It took years of planning and a small lapse in support when the economy tanked—but now the township is ready to unveil its new historical monument at the municipal complex.
The monument, which details the history of the township, will be dedicated at a ceremony at 4:30 p.m. Thursday at the municipal complex.
“Residents are excited about it, and it came out wonderfully,” said Bridgewater Township Mayor Patricia Flannery. “It has been years of planning.”
According to Flannery, the decision to build a historical monument was part of the original plans for the on Commons Way.
“The architects said there should be some art attached to the facility,” she said. “I put together a committee of people from the township.”
After discussions over whether the monument should be for veterans, Flannery said, the committee, headed by resident Veronica Finlay, decided on a historic representation of the township.
The next step, Flannery said, was to determine where to put the monument.
“We had an original sketch with a half wall near the front of the building, but we explored different sites,” she said. “Different members of the committee had different perspectives.”
Flannery said they settled on the section near the parking lot, and set about looking for artists, advertising for people to show off what they could do.
With the artist set, and the location determined Flannery said, the committee was ready to do the research. The money to pay for the piece, she said, was included in the cost of the municipal complex itself, which was put into the township’s annual budget.
“The committee put together the features of the monument, looking at historic documents from the library, the Van Veghten House and other places,” she said. “They compiled writings and pictures, and spoke to citizens who have been involved in history in Bridgewater.”
“We had dozens of meetings and the artist made drawings, which we changed at least 20 times,” she added.
Flannery said the committee was very particular about the aspects of the monument, and made sure everything was accurate. It begins with the Lenape Indians, and goes up through the present day.
“We had an image of an airplane, and someone noticed wings printed that were not what they had back then,” she said. “And they had to have the right kinds of horses on certain farms.”
“There was a real attention to detail,” she added.
The project was coming together, Flannery said, when the township, state and country were hard hit by the faltering economy. She said there was a concern that the community would regret instead of embrace a piece of art paid for by taxpayers at the municipal complex.

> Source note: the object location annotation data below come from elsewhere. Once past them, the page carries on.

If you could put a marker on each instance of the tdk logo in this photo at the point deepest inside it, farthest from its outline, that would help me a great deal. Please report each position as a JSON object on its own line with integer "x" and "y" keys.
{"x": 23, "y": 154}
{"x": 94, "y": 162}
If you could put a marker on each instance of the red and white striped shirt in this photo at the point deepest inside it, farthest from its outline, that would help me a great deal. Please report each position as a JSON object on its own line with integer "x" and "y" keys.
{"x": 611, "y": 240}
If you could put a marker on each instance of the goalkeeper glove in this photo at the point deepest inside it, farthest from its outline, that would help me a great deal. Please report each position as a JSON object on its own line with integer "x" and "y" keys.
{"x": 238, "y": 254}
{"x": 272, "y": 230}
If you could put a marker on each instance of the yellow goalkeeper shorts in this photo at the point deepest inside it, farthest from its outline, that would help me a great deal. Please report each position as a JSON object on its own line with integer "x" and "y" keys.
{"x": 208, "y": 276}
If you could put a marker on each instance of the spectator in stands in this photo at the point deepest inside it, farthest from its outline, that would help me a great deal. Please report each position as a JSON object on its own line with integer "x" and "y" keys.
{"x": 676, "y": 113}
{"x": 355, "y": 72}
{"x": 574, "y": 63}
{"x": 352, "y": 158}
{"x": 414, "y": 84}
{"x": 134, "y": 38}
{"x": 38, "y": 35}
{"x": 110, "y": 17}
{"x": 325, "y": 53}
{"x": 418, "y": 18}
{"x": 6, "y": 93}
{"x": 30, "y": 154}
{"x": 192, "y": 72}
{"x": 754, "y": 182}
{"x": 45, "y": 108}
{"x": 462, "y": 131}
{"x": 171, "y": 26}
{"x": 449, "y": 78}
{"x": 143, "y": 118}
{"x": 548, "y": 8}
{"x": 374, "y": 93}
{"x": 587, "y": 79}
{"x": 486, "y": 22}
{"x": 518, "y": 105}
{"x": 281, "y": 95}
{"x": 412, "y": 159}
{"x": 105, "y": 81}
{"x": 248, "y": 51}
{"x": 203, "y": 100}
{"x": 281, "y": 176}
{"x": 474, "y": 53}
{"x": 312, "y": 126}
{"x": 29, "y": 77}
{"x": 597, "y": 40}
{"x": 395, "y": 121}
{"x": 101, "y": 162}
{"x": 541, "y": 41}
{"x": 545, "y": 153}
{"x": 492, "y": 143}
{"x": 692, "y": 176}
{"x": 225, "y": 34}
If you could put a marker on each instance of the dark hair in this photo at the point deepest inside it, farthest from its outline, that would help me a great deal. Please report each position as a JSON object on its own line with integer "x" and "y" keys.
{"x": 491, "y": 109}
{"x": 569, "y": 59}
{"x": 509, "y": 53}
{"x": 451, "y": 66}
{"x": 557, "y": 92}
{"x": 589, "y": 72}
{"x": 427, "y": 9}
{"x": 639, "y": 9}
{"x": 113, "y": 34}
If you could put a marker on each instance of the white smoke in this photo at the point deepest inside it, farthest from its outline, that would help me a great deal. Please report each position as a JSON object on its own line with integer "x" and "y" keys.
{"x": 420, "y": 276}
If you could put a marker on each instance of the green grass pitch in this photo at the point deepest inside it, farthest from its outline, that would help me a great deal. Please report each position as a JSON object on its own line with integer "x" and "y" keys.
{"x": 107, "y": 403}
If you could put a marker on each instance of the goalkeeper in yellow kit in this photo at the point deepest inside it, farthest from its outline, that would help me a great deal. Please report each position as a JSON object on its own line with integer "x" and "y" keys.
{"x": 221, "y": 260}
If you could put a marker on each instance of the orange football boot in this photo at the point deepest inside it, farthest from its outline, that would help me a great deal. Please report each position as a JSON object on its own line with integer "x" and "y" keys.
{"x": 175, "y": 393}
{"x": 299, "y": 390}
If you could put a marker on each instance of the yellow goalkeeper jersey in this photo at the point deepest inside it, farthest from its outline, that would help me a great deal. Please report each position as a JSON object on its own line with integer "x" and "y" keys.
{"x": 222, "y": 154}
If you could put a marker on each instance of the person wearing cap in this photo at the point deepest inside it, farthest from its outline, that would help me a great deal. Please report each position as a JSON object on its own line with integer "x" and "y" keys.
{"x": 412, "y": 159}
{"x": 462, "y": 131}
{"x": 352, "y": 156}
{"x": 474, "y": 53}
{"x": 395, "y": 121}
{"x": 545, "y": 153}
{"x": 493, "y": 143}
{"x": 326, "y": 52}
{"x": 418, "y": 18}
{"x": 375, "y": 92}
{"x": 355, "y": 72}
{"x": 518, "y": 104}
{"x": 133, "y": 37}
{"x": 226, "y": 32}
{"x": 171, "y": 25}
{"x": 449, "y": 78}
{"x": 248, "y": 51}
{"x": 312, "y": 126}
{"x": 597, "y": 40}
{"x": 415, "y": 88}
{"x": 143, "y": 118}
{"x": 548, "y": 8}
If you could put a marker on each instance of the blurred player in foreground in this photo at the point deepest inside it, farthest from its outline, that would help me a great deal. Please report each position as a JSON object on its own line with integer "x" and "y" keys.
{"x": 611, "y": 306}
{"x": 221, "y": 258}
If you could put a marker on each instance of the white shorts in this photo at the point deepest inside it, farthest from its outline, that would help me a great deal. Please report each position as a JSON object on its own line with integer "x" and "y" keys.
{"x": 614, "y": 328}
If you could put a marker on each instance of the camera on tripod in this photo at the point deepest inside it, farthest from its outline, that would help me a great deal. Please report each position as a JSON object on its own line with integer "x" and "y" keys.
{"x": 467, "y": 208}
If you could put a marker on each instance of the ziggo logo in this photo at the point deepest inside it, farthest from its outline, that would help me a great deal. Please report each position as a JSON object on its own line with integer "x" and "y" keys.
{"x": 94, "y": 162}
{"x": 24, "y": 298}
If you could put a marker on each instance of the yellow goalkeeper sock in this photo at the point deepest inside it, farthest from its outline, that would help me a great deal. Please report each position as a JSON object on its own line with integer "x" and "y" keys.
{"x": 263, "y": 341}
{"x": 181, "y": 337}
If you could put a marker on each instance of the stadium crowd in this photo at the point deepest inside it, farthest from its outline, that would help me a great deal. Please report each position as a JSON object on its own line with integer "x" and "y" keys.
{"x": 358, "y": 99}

“There was a consensus that we needed to remodel the municipal facilities because the old buildings were crummy,” she said. “The community endorsed the new facility.”

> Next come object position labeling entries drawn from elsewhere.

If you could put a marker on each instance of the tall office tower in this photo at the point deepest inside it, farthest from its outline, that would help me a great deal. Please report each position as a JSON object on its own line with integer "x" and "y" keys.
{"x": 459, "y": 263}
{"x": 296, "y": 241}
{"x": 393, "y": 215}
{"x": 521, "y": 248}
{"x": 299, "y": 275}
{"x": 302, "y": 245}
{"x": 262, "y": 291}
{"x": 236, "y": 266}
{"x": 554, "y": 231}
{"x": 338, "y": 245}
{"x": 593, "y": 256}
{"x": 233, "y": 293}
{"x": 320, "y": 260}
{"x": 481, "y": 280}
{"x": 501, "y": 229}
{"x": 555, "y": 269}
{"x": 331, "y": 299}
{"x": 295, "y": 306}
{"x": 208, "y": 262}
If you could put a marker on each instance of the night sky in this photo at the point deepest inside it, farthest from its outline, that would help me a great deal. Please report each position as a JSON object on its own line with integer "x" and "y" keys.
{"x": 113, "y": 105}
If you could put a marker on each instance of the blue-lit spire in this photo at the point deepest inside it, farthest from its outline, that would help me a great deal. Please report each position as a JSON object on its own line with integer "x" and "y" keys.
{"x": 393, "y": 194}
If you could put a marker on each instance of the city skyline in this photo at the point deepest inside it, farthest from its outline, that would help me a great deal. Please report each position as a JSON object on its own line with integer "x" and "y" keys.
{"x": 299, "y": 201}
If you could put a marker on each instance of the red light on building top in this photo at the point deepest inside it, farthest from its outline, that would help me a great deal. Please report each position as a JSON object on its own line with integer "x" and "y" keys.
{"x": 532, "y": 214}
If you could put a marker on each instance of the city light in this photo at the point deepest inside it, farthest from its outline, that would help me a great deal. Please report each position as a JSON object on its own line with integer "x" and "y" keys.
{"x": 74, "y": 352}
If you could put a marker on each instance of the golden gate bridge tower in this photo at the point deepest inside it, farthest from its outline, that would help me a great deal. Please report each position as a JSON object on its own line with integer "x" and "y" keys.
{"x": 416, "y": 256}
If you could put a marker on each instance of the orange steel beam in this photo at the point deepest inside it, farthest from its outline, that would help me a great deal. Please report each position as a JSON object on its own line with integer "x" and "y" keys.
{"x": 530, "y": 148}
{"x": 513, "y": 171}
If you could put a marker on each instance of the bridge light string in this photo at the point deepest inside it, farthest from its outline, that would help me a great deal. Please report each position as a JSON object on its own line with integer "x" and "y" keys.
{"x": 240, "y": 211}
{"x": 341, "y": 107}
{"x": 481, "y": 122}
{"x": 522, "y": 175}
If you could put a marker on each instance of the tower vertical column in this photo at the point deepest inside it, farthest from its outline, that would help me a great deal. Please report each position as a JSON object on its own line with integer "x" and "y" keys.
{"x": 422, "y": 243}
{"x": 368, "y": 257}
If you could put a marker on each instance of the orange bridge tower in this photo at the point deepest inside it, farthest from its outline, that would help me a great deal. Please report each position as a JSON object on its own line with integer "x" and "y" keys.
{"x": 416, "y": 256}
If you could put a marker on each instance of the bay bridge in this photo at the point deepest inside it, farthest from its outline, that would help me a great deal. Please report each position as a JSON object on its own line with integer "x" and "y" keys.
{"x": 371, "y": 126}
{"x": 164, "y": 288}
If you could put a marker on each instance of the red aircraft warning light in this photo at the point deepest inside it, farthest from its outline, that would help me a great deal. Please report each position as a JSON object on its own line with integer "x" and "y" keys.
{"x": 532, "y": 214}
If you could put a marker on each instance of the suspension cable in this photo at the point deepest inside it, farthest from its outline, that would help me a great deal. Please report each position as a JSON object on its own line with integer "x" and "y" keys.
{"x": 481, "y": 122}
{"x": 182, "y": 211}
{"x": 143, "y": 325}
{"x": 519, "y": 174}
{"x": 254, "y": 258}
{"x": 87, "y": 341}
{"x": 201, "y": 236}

“But the art was not as widely endorsed,” she added.
So in an effort to eliminate the need for the residents to pay for the monument, Flannery said, they opted to start a fundraiser to raise the money. The goal, she said, was to raise $100,000 to pay for the whole monument.
But the township raised a little more.
“Through gifts from residents and businesses, we raised $120,000 in about a year,” Flannery said. “People wanted to be part of the project, and they cared about the history and art.”
Flannery said there were about 120 contributors in total, including Brother International, Ethicon, TD Bank and the Zeldan family, of Bridgewater. These, she said, were the biggest contributors of either $7,500 or $10,000.
The extra funds, Flannery said, allowed the township to spring for some additional items, including descriptive plaques of the different panels, extra landscaping, pavers and lights.
The monument itself, Flannery said, is a stone wall with granite for the actual artistry, as opposed to the concrete wall that had been planned before the fundraiser. The granite was done offsite and delivered to the complex, so the panels could be put up as soon as the stone wall was completed.
Flannery said this monument is part of the plan to make the new municipal complex more of a community center for the town. The dedication will include a children’s art show, something she hopes will be a regular occurrence there.
“We want it as a center for the community,” she said.
And the plaza will also serve as an educational tool.
“Third grade is when they learn about New Jersey,” Flannery said. “Maybe they can use the monument as a class trip stop with a trip to Kid’s Street or the animal shelter.”
“The scouts usually study government too, and they come visit me and take a tour of the departments,” she added.
And aside from the children’s art show, the dedication will feature music and Taste of Bridgewater, with different businesses offering samples of their foods.
Flannery said this will be a good addition to the new municipal complex.
“It has been a long process,” she said. “This will be great for when anyone comes out to the site.”